Ultimately, the decision rests with the Bundestag, Germany's lower house of parliament.
Currently, professional soldiers, or Zeitsoldaten, with more than four years of service in Germany's Bundeswehr can only be removed via protracted disciplinary hearings, sometimes landing before civil courts that often result in them staying in uniform.
That threshold is to be raised to eight years within Article 55 of the Military Act covering dismissal procedures.
It currently says: "A career soldier may be dismissed during the first four years of his service if he no longer fulfills the conditions required of him in his career path."
The planned amendment follows a lengthy spate of largely far-right extremist incidents, including an arms cache found by police last month on private premises of a member of Germany's elite KSK special forces brigade.
Defense Minister Kramp-Karrenbauer said the law change adopted by the cabinet would enhance disciplinary sanctions and make an "important contribution" to fighting extremism and other severe crimes Germany's military.
"Whoever endangers in these ways the reputation of the Bundeswehr cannot remain in the Bundeswehr," said Kramp-Karrenbauer.
Her ministry said another planned reform was to accelerate disciplinary action while allowing the accused recourse to fair civil-law proceedings.
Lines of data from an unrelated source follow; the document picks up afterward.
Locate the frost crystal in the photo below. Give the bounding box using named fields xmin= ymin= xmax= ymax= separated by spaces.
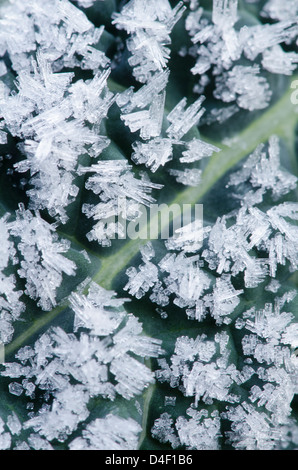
xmin=69 ymin=414 xmax=141 ymax=450
xmin=214 ymin=65 xmax=271 ymax=111
xmin=9 ymin=206 xmax=76 ymax=310
xmin=176 ymin=408 xmax=220 ymax=450
xmin=0 ymin=214 xmax=25 ymax=344
xmin=79 ymin=160 xmax=162 ymax=246
xmin=113 ymin=0 xmax=185 ymax=83
xmin=185 ymin=0 xmax=298 ymax=113
xmin=2 ymin=283 xmax=162 ymax=449
xmin=156 ymin=333 xmax=239 ymax=406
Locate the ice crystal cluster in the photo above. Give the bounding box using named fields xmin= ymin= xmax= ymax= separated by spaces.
xmin=0 ymin=0 xmax=298 ymax=450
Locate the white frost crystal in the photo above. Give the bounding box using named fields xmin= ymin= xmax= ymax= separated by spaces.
xmin=113 ymin=0 xmax=185 ymax=83
xmin=9 ymin=206 xmax=76 ymax=310
xmin=0 ymin=0 xmax=298 ymax=451
xmin=69 ymin=414 xmax=141 ymax=450
xmin=2 ymin=283 xmax=162 ymax=449
xmin=0 ymin=214 xmax=25 ymax=344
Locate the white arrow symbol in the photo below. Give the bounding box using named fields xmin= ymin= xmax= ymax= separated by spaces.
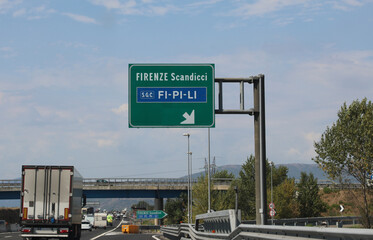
xmin=180 ymin=109 xmax=194 ymax=124
xmin=339 ymin=204 xmax=345 ymax=212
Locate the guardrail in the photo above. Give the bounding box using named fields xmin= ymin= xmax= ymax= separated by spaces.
xmin=161 ymin=212 xmax=373 ymax=240
xmin=242 ymin=216 xmax=361 ymax=227
xmin=0 ymin=178 xmax=232 ymax=191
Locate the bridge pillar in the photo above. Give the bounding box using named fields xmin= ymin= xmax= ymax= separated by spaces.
xmin=154 ymin=198 xmax=163 ymax=225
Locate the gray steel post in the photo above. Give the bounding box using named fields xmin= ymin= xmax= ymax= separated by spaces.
xmin=254 ymin=75 xmax=267 ymax=225
xmin=207 ymin=128 xmax=211 ymax=212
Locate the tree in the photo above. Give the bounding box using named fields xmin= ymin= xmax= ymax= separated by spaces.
xmin=193 ymin=170 xmax=234 ymax=216
xmin=232 ymin=155 xmax=256 ymax=219
xmin=165 ymin=193 xmax=188 ymax=224
xmin=313 ymin=98 xmax=373 ymax=228
xmin=273 ymin=179 xmax=298 ymax=219
xmin=297 ymin=172 xmax=326 ymax=217
xmin=234 ymin=155 xmax=288 ymax=219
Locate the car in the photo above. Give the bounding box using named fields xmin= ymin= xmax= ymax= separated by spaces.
xmin=82 ymin=221 xmax=92 ymax=231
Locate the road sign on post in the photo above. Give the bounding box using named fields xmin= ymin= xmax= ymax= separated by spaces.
xmin=136 ymin=210 xmax=167 ymax=219
xmin=128 ymin=64 xmax=215 ymax=128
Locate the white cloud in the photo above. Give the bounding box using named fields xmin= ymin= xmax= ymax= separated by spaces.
xmin=234 ymin=0 xmax=309 ymax=16
xmin=0 ymin=0 xmax=22 ymax=14
xmin=13 ymin=8 xmax=26 ymax=17
xmin=111 ymin=103 xmax=128 ymax=115
xmin=97 ymin=139 xmax=114 ymax=147
xmin=91 ymin=0 xmax=178 ymax=16
xmin=62 ymin=13 xmax=97 ymax=24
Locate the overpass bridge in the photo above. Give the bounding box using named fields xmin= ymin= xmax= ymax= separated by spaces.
xmin=0 ymin=178 xmax=232 ymax=199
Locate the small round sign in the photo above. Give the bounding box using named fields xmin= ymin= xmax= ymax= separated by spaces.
xmin=269 ymin=209 xmax=276 ymax=217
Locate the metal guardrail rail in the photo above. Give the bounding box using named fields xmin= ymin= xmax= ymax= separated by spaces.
xmin=242 ymin=216 xmax=361 ymax=227
xmin=0 ymin=178 xmax=232 ymax=191
xmin=161 ymin=212 xmax=373 ymax=240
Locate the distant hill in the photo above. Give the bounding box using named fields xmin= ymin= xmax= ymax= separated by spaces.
xmin=0 ymin=163 xmax=327 ymax=209
xmin=190 ymin=163 xmax=328 ymax=180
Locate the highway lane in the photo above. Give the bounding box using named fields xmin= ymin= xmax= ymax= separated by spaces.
xmin=0 ymin=221 xmax=165 ymax=240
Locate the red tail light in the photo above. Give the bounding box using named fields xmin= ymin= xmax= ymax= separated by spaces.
xmin=60 ymin=228 xmax=69 ymax=233
xmin=64 ymin=208 xmax=69 ymax=220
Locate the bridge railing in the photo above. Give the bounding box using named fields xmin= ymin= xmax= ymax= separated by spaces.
xmin=0 ymin=179 xmax=21 ymax=191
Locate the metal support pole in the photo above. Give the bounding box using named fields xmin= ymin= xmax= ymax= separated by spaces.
xmin=254 ymin=75 xmax=267 ymax=225
xmin=189 ymin=152 xmax=193 ymax=223
xmin=215 ymin=74 xmax=267 ymax=225
xmin=183 ymin=133 xmax=190 ymax=223
xmin=207 ymin=128 xmax=211 ymax=212
xmin=269 ymin=162 xmax=273 ymax=225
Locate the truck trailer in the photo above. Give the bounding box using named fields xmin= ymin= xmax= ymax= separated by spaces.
xmin=20 ymin=165 xmax=85 ymax=240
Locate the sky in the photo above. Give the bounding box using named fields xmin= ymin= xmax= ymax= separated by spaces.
xmin=0 ymin=0 xmax=373 ymax=179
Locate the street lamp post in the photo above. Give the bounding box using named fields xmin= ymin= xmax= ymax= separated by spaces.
xmin=269 ymin=161 xmax=273 ymax=225
xmin=183 ymin=133 xmax=190 ymax=223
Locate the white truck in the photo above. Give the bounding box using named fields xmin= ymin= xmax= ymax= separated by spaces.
xmin=93 ymin=213 xmax=107 ymax=229
xmin=20 ymin=166 xmax=85 ymax=240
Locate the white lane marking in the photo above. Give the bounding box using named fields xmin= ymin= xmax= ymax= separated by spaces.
xmin=91 ymin=220 xmax=123 ymax=240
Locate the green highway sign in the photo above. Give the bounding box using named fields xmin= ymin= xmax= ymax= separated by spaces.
xmin=136 ymin=210 xmax=167 ymax=219
xmin=128 ymin=64 xmax=215 ymax=128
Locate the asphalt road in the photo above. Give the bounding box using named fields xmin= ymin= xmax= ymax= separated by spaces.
xmin=0 ymin=221 xmax=165 ymax=240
Under Germany's constitution, the Bundeswehr is controlled by the Bundestag parliament and currently comprises of 183,000 uniformed and some 80,000 civilians, spread across six entities, including army, air force, navy and cyber divisions.
According to the ministry, 730 soldiers with less than four years' service were dismissed for breach of duty in 2018 and 2019.
Among soldiers with longer service, there were 11 dismissals after proceedings before disciplinary courts within the Bundeswehr.